Mary, Queen of Scots, took over from Elizabeth in the keeping-me-in-line department by hitching up her skirt a couple of inches and applying her slippered foot to my behind.

“Execution awareness never goes out of fashion, Dolly,” she reminded me.

“Point taken,” I said as I rubbed my sore backside.

“And graciousness never goes out of fashion either,” said the Scottish queen, addressing Mary Tudor now. “You may go first, as you request, Cousin.”

Elizabeth chimed in with some younger sis sass.

“I have no problem deferring to you, Mary; after all, it is what I did when our brother Edward died and the English throne was up for grabs. You get to go first now, as you did then. And you know what they say—age before beauty.”

I couldn’t help but notice Mary Tudor wince. I had always thought, from what I knew about her life, that her self-esteem when it came to her attractiveness had probably been beaten pretty much to death by the behavior of her less-than-gallant husband, Phillip II of Spain. This made Elizabeth’s potshot seem mean and unnecessary, and I sprang into corrective action.

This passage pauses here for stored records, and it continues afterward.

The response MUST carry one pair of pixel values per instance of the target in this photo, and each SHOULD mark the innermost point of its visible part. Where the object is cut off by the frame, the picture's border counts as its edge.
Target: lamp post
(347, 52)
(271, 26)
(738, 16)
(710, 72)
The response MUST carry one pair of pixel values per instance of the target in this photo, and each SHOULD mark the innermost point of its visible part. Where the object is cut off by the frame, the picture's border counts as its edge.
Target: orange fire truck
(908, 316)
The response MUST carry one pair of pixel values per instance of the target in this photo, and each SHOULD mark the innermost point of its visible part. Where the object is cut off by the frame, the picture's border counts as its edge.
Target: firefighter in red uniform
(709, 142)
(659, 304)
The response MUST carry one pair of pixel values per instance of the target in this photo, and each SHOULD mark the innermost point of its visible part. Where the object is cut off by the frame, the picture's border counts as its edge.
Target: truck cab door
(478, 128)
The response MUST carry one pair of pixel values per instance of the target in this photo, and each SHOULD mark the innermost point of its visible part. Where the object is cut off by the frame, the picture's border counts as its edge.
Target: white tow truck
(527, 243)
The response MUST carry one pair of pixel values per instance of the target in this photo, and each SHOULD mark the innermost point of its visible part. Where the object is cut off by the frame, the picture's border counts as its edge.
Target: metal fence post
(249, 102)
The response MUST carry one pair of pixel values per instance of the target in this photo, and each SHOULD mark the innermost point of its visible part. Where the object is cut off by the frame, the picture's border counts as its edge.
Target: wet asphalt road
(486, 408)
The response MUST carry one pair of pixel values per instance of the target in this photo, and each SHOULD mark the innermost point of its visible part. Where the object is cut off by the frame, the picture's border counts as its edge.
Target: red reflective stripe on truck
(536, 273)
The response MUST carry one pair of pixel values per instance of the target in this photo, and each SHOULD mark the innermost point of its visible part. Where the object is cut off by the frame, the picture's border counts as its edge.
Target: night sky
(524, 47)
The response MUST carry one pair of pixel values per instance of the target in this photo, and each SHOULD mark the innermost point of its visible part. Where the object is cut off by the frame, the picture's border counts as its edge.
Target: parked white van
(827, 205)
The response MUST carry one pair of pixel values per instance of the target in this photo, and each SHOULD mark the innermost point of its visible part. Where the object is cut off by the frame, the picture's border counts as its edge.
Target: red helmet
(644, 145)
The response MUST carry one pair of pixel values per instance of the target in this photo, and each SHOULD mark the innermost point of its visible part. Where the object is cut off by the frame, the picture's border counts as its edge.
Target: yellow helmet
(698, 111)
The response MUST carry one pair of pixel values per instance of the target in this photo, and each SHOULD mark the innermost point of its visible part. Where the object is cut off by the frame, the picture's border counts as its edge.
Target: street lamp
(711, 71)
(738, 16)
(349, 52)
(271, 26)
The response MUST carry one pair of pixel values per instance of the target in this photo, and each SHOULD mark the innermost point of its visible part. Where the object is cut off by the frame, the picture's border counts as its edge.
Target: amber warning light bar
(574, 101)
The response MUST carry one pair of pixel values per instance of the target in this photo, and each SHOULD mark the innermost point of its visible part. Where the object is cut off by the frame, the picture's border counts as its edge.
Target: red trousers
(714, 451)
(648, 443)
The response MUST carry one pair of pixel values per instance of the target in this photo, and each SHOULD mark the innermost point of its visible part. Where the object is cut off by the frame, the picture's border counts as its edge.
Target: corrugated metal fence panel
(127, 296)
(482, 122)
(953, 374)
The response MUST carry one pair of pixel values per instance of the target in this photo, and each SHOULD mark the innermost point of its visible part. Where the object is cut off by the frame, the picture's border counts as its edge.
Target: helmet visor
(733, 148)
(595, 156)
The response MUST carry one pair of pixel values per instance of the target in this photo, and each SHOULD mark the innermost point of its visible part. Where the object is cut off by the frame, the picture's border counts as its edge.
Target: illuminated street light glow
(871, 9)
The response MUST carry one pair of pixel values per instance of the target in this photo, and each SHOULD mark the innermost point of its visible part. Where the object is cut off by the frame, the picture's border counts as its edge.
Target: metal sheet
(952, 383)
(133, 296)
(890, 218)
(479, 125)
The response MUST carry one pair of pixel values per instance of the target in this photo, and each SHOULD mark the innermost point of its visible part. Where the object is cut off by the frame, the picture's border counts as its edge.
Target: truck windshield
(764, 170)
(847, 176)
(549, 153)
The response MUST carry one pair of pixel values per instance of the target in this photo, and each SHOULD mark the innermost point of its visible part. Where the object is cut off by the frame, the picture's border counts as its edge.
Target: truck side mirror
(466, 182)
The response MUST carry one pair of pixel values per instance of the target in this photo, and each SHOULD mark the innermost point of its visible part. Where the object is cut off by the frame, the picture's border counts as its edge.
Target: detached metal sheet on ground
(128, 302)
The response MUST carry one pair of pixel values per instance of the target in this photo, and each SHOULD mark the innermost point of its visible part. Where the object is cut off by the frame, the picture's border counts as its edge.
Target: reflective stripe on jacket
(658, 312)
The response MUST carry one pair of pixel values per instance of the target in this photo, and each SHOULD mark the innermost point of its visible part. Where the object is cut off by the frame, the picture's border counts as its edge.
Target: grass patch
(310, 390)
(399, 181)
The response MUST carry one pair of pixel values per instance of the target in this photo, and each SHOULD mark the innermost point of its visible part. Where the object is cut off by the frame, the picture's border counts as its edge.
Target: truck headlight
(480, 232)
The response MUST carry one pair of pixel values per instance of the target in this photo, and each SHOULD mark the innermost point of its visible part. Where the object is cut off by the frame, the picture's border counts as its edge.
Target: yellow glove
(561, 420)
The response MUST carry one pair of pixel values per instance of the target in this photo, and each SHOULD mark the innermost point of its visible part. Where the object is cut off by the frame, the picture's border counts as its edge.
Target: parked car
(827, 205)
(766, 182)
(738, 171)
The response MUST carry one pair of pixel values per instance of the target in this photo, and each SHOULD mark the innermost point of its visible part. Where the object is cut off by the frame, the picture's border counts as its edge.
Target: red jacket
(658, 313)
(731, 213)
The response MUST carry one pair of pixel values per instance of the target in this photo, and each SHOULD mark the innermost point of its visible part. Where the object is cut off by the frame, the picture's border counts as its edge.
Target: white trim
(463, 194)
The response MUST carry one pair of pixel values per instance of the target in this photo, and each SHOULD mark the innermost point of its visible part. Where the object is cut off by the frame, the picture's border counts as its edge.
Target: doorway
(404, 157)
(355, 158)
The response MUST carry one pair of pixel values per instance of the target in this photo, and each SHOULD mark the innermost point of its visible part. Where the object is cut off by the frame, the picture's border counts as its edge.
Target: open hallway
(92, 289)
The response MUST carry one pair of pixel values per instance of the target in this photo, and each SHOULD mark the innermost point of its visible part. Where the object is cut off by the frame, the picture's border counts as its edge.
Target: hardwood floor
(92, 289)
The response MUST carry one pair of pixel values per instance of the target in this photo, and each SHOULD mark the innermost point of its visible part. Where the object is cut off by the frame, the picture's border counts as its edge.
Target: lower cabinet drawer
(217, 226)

“‘Beauty is only skin deep,’” I reminded Mary. “‘But ugly,’” I said, staring directly into the eyes of her sister, “‘goes clean to the bone!’”

“Isn’t that what our friend Mistress Dorothy said when she was here?” asked Margaret.

“Mistress Dorothy? Do you mean Dorothy Parker?” I asked.

“Yes, that was her name. She was here for career advisement. I found her most amusing!” said Elizabeth, her pleasure at the memory of her old acquaintance clearly visible.